Which brings me to the 2nd element needed for success in social media.

You must be proactive – not reactive.

Most humans don’t live proactively.  As a species – we didn’t immediately and universally adopt the habit of wearing seat belts and had to be “legislated” or forced into using them.  Sure, there were a few proactive thinkers who buckled up for safety – but these proactive thinkers were definitely in the minority.

So when I say “you must be proactive” when it comes to social media – that advice assumes you’ve already got a business plan that has customer satisfaction ingrained as part of your business DNA.   Then – being proactive simply means not only listening to consumers but actively ENCOURAGING them to speak positively about your business.  Giving consumers a place to be ‘heard” is a great start -but then the real job is cultivating the positive conversations.

When satisfying your customers is part of your business goals – then listening to your customers becomes a priority.  You want them to come back – you want customers to buy from you again – because you realize that it’s 5-7 times more expensive to acquire a new customer than it is to sell another product to an existing customer – you will eventually realize that listening to your customers is the best way to keep them.
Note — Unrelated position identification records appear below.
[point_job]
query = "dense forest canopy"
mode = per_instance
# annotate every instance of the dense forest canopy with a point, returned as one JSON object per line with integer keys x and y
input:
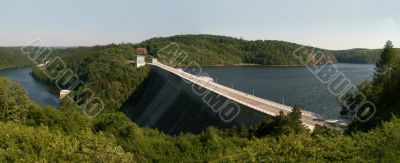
{"x": 213, "y": 50}
{"x": 370, "y": 56}
{"x": 30, "y": 133}
{"x": 222, "y": 50}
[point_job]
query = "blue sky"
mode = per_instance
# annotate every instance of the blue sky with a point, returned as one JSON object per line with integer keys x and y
{"x": 331, "y": 24}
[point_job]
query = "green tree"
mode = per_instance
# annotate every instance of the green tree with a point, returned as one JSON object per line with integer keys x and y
{"x": 385, "y": 62}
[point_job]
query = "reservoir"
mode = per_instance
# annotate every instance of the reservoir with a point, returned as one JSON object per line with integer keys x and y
{"x": 290, "y": 85}
{"x": 38, "y": 92}
{"x": 287, "y": 85}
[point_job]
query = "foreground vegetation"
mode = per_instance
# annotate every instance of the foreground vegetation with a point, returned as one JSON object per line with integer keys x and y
{"x": 12, "y": 58}
{"x": 29, "y": 132}
{"x": 383, "y": 90}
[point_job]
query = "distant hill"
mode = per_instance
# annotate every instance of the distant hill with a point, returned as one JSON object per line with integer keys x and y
{"x": 357, "y": 55}
{"x": 11, "y": 58}
{"x": 221, "y": 50}
{"x": 211, "y": 50}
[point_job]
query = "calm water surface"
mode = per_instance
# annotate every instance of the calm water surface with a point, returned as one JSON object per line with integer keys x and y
{"x": 290, "y": 85}
{"x": 38, "y": 92}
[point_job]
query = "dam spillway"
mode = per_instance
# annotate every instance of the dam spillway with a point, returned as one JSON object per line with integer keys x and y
{"x": 175, "y": 101}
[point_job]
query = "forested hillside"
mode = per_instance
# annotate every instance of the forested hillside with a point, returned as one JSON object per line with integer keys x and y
{"x": 30, "y": 133}
{"x": 383, "y": 90}
{"x": 12, "y": 57}
{"x": 370, "y": 56}
{"x": 221, "y": 50}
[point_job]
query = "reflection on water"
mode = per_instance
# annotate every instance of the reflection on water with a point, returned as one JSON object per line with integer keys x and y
{"x": 38, "y": 92}
{"x": 289, "y": 85}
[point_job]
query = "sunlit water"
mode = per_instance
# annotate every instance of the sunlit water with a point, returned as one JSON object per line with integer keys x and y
{"x": 38, "y": 92}
{"x": 290, "y": 85}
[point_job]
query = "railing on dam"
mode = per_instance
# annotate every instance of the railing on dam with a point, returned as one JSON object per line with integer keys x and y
{"x": 253, "y": 102}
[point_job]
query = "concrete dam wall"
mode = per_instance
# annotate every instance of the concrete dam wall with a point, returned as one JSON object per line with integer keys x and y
{"x": 174, "y": 105}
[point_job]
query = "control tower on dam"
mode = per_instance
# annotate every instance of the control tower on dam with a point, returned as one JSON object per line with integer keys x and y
{"x": 175, "y": 101}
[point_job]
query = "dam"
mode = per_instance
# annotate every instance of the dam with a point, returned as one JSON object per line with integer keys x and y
{"x": 175, "y": 101}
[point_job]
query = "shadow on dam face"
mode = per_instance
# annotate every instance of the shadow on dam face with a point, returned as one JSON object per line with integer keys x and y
{"x": 171, "y": 104}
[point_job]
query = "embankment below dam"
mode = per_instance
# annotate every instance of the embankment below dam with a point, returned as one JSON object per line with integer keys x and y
{"x": 174, "y": 105}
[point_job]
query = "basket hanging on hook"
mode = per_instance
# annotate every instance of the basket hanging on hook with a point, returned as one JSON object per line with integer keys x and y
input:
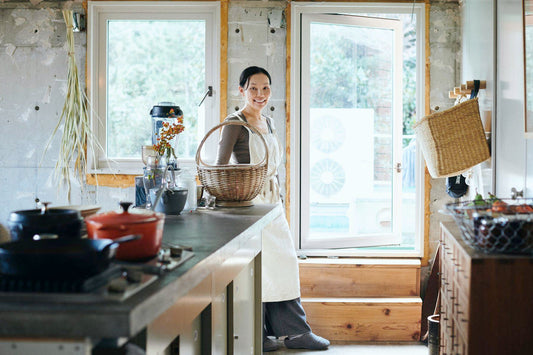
{"x": 453, "y": 140}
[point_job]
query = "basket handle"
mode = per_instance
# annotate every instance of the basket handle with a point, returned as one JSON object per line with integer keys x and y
{"x": 228, "y": 123}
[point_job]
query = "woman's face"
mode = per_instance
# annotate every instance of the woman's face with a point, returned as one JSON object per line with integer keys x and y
{"x": 257, "y": 92}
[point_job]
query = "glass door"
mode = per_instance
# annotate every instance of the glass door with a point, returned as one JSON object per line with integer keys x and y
{"x": 351, "y": 131}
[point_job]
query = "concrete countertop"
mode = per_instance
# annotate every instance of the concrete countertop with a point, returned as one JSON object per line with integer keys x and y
{"x": 215, "y": 236}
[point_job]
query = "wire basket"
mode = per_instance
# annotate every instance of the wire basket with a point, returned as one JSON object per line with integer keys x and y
{"x": 452, "y": 140}
{"x": 503, "y": 227}
{"x": 232, "y": 185}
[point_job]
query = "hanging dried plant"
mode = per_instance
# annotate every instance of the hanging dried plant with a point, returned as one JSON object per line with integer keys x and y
{"x": 75, "y": 119}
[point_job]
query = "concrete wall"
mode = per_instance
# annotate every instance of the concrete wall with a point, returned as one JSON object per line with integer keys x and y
{"x": 32, "y": 88}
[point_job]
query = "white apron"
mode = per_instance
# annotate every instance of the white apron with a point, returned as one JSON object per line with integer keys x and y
{"x": 280, "y": 279}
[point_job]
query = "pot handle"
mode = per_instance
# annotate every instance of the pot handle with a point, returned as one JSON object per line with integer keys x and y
{"x": 125, "y": 206}
{"x": 127, "y": 238}
{"x": 119, "y": 227}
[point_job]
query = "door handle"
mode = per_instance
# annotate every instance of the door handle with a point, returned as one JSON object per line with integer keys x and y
{"x": 516, "y": 193}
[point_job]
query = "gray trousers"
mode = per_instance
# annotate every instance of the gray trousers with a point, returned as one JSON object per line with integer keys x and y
{"x": 284, "y": 318}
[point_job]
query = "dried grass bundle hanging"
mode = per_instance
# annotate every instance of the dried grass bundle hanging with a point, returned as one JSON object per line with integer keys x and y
{"x": 75, "y": 116}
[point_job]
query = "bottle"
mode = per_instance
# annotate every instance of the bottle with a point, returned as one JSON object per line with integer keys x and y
{"x": 188, "y": 180}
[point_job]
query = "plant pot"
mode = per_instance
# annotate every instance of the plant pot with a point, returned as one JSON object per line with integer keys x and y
{"x": 171, "y": 201}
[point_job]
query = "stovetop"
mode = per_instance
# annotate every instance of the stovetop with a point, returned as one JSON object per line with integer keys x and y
{"x": 117, "y": 283}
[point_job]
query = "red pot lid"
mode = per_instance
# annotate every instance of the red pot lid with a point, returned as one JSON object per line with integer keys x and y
{"x": 125, "y": 217}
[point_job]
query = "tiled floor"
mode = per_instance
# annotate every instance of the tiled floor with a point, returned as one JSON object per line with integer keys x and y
{"x": 362, "y": 349}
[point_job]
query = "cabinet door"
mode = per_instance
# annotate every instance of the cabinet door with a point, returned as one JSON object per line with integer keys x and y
{"x": 190, "y": 341}
{"x": 219, "y": 318}
{"x": 511, "y": 155}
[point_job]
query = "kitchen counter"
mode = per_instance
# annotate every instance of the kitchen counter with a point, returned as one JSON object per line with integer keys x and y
{"x": 219, "y": 238}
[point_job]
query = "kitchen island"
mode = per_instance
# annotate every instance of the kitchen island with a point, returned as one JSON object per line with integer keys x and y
{"x": 212, "y": 300}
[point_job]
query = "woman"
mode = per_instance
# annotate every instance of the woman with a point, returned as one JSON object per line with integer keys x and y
{"x": 283, "y": 312}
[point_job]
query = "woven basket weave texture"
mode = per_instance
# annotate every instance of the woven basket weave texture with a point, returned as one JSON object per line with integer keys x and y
{"x": 232, "y": 183}
{"x": 453, "y": 140}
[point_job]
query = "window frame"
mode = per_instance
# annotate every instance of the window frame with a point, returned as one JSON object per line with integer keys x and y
{"x": 98, "y": 14}
{"x": 296, "y": 143}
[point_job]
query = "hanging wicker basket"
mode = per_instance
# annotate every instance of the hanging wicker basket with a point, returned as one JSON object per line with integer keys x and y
{"x": 453, "y": 140}
{"x": 232, "y": 185}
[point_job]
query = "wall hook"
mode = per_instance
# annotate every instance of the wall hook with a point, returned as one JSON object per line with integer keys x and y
{"x": 208, "y": 93}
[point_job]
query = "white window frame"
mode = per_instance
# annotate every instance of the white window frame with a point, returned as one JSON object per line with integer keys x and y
{"x": 98, "y": 14}
{"x": 297, "y": 9}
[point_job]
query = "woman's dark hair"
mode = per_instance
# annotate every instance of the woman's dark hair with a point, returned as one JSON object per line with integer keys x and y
{"x": 248, "y": 72}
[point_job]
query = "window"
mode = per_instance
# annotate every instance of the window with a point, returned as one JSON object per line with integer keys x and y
{"x": 358, "y": 90}
{"x": 142, "y": 54}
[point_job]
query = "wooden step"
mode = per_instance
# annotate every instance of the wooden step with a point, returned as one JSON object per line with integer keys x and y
{"x": 359, "y": 277}
{"x": 365, "y": 319}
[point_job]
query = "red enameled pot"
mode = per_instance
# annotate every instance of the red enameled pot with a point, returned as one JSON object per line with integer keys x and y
{"x": 112, "y": 225}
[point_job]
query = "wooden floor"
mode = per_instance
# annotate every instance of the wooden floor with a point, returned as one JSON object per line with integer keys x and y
{"x": 362, "y": 349}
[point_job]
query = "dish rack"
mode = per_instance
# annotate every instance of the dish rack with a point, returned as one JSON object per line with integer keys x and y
{"x": 502, "y": 228}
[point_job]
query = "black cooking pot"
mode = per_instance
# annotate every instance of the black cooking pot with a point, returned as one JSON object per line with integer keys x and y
{"x": 25, "y": 224}
{"x": 59, "y": 258}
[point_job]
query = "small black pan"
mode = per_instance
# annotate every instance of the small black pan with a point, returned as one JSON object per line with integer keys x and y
{"x": 59, "y": 258}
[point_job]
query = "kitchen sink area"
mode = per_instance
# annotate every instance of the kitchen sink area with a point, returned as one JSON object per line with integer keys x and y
{"x": 202, "y": 255}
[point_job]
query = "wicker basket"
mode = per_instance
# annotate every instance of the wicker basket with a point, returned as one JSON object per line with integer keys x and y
{"x": 453, "y": 140}
{"x": 232, "y": 185}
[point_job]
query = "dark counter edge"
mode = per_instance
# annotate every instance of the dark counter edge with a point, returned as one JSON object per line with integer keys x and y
{"x": 125, "y": 319}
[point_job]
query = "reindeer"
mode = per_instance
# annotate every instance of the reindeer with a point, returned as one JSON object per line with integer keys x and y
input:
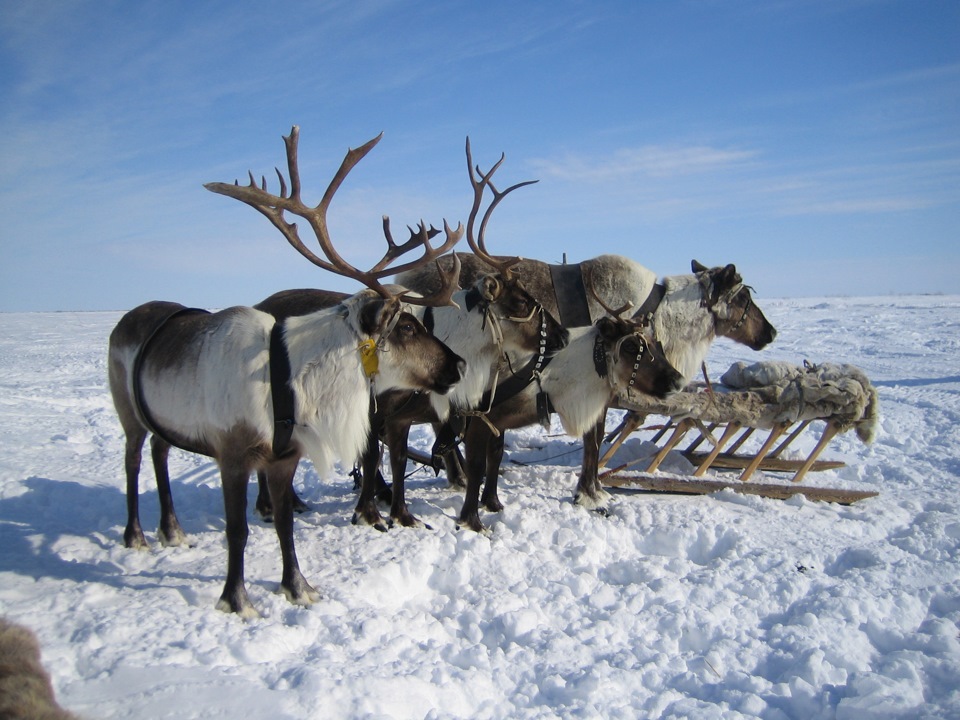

In a recent article over at Mashable…Social Media Success: 5 Lessons from In-House Corporate Teams Amy Mae Elliott  interviewed Kerry Bridge, head of digital media communications, EMEA and global public sector at Dell Computers.    Bridge offers this simple reason for why Dell has been so successful using social media to generate sales for their business:

“Listening to our customers has always been at the heart of what we do.  Dell’s heritage of direct customer connections and online leadership are the seeds of our drive to be a social media success.”

Throughout the article – you’ll see the same “thread” repeated over and over again.

The Social Media Success Formula outlined in that article can be summed up as this:

Strong products + a sincere desire to improve customer experience + a proactive commitment to communicating effectively with consumers = social media success.

I get a lot of inquiries from business owners who want to “get started” using social media to grow their business.  They read stories where a companies like Dell have generated millions of dollars in revenue using the free social media communication service Twitter and they want to tap into that kind of business building social media action for their business.

These business owners are frequently disappointed to learn that the social media strategy is not a “set it and forget it” type of proposition.  While many of the communication tools which are an integral part of social media are “free” – using those tools takes time to learn to use – and they require a significant investment of time on the part of the business owner.  Companies like Dell, Ford and Southwest have teams of social media pros who work full time participating in the social media conversations online.

You may not have the resource to fund a full time social media team dedicated to communicating with consumers- but almost every business can launch a self hosted blog where consumers can come and share their thoughts.  Sure – you have to put forth a bit of effort in crafting those blog posts – and if you do that well then you might have to drudge through spammy comments – but if you’ll invest that limited amount of time into your business blog – you’ll find REAL gold in the authentic comments from actual consumers.

Comments

  1. says

    Very good article. People still think, Social Media is like fishing … I remember a friend asking for 10.000 Facebook friends he wanted to “get” for his company page. He wanted to sell a product, and in his plans, 8% of his “fans” would be future customers. 🙂 After telling him, he needs something to attract the people to follow his page, he told me, he could BUY! 10.000 Facebook friends for little money …

    great plan!

  2. Kathy says

    Martin,

    AMEN!!! Sounds like that business owner didn’t realize that the “fans” he could purchase were of as little value as catching 10,000 baby guppies. Purchased “fans” are only good for inflating an ego – not selling a product.